Unlike its neighbouring Enugu State, Abia has relatively
remained safe from the murderous activities of herdsmen. But
having successfully carried out serial attacks on some Enugu
communities without any deterrent response the herdsmen
may appear to have enough courage to test the waters in
Abia. There had been occasional skirmishes between farmers
and herdsmen but such incidents did not take the bloody
dimension as the November 4 incident at Ndi Okereke Abam.

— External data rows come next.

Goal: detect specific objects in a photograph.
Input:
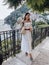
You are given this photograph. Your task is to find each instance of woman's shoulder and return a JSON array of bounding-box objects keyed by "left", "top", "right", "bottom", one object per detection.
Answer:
[{"left": 22, "top": 20, "right": 32, "bottom": 24}]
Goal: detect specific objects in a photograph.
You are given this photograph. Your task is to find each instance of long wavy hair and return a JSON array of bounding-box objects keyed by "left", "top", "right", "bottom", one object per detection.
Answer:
[{"left": 24, "top": 12, "right": 30, "bottom": 21}]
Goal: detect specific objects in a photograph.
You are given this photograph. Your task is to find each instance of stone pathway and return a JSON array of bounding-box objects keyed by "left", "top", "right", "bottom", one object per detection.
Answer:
[{"left": 2, "top": 37, "right": 49, "bottom": 65}]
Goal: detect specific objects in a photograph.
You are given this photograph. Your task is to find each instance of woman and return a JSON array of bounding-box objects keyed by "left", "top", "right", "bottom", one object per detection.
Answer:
[{"left": 21, "top": 12, "right": 33, "bottom": 60}]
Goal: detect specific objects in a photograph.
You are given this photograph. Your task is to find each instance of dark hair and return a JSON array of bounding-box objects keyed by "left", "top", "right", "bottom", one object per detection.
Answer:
[{"left": 24, "top": 12, "right": 30, "bottom": 21}]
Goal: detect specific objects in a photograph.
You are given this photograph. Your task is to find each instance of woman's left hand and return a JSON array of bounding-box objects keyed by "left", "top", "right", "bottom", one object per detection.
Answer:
[{"left": 29, "top": 26, "right": 33, "bottom": 31}]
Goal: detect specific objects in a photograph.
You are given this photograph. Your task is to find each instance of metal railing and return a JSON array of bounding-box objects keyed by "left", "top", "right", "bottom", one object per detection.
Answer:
[
  {"left": 0, "top": 27, "right": 49, "bottom": 60},
  {"left": 32, "top": 27, "right": 49, "bottom": 48},
  {"left": 0, "top": 30, "right": 21, "bottom": 60}
]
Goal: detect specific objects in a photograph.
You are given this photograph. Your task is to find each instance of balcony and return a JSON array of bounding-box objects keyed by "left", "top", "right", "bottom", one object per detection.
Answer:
[{"left": 0, "top": 26, "right": 49, "bottom": 65}]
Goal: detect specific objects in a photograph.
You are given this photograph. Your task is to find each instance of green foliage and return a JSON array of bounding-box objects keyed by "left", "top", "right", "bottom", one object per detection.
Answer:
[
  {"left": 3, "top": 0, "right": 22, "bottom": 9},
  {"left": 27, "top": 0, "right": 45, "bottom": 6},
  {"left": 35, "top": 21, "right": 46, "bottom": 26},
  {"left": 26, "top": 0, "right": 49, "bottom": 12},
  {"left": 1, "top": 39, "right": 21, "bottom": 54},
  {"left": 3, "top": 0, "right": 49, "bottom": 11},
  {"left": 38, "top": 24, "right": 49, "bottom": 28}
]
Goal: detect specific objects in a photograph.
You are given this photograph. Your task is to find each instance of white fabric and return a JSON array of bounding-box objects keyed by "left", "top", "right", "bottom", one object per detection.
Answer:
[{"left": 21, "top": 22, "right": 32, "bottom": 53}]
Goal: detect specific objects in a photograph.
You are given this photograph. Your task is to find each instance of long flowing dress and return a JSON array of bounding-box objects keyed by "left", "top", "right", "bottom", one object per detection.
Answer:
[{"left": 21, "top": 21, "right": 33, "bottom": 54}]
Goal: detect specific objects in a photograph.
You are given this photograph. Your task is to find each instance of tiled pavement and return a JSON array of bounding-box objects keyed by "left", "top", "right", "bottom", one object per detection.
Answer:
[{"left": 2, "top": 37, "right": 49, "bottom": 65}]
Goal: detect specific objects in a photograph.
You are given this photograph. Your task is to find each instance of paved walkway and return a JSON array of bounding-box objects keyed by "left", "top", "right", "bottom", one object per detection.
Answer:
[{"left": 2, "top": 37, "right": 49, "bottom": 65}]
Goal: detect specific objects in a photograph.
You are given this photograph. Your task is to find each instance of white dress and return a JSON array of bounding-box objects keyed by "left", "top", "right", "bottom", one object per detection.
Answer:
[{"left": 21, "top": 22, "right": 32, "bottom": 53}]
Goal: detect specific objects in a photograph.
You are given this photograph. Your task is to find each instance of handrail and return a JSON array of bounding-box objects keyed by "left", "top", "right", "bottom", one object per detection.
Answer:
[{"left": 0, "top": 27, "right": 49, "bottom": 60}]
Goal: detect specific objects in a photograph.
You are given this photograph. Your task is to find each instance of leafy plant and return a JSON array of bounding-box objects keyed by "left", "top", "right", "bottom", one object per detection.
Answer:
[{"left": 3, "top": 0, "right": 23, "bottom": 9}]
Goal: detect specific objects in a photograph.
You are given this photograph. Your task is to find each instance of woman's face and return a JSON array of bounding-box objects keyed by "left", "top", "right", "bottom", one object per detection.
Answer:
[{"left": 26, "top": 14, "right": 30, "bottom": 20}]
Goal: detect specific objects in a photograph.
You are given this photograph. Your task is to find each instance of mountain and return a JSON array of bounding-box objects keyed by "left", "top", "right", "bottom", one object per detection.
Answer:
[{"left": 4, "top": 4, "right": 30, "bottom": 28}]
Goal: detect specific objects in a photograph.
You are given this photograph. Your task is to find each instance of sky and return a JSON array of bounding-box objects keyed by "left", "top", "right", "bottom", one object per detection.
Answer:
[{"left": 0, "top": 0, "right": 14, "bottom": 20}]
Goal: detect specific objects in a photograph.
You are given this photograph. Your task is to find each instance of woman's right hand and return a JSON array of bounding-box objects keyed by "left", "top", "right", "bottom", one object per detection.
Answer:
[
  {"left": 23, "top": 26, "right": 25, "bottom": 29},
  {"left": 21, "top": 26, "right": 26, "bottom": 34}
]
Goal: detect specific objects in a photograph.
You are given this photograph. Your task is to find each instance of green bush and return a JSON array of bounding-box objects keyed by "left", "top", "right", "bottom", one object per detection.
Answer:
[{"left": 35, "top": 21, "right": 46, "bottom": 26}]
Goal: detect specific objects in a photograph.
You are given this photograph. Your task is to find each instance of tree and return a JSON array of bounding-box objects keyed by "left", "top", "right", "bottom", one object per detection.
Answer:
[
  {"left": 3, "top": 0, "right": 23, "bottom": 9},
  {"left": 3, "top": 0, "right": 49, "bottom": 11},
  {"left": 26, "top": 0, "right": 49, "bottom": 12}
]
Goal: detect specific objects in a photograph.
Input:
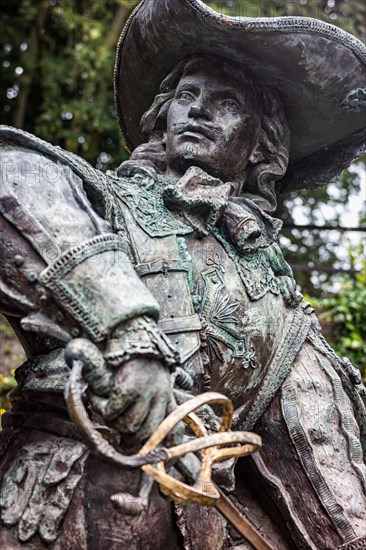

Both the Zone 9 Police headquarters and the Abia State
Police Command have been involved in taking pro-active
measures to prevent violent clashes between herdsmen and
farmers. These included organising stakeholders’ meetings,
town hall meetings, enhancing of community policy with the
inauguration of Eminent Peoples Forum as well as the
inauguration of herdsmen/farmers committee which is chaired
by the state Commissioner of Police. It would therefore
appear that the herdsmen have slipped through these security
nets to engage in violent attack on the farmers at Ndi Okereke
Abam.
For now calm has been restored with multiple interventions by
the security agencies, state government and the federal
lawmaker in whose constituency the attack took place. The
sustainability of the calm would however depend largely on
the ability and capacity of the state leadership of their Fulani
community to rein in their herdsmen members. The youths of
Abam, according to the town union president were already
rearing for revenge attack before the quick intervention to
calm frayed nerves. There is no guarantee that the people of
Abam, who are famous warriors, would sheathe their swords
when next they are attacked by herdsmen. The Fulani
herdsmen may refer to Chinua Achebe’s ‘Things Fall Apart’ to
really understand the kind of tiger they are pulling its tail.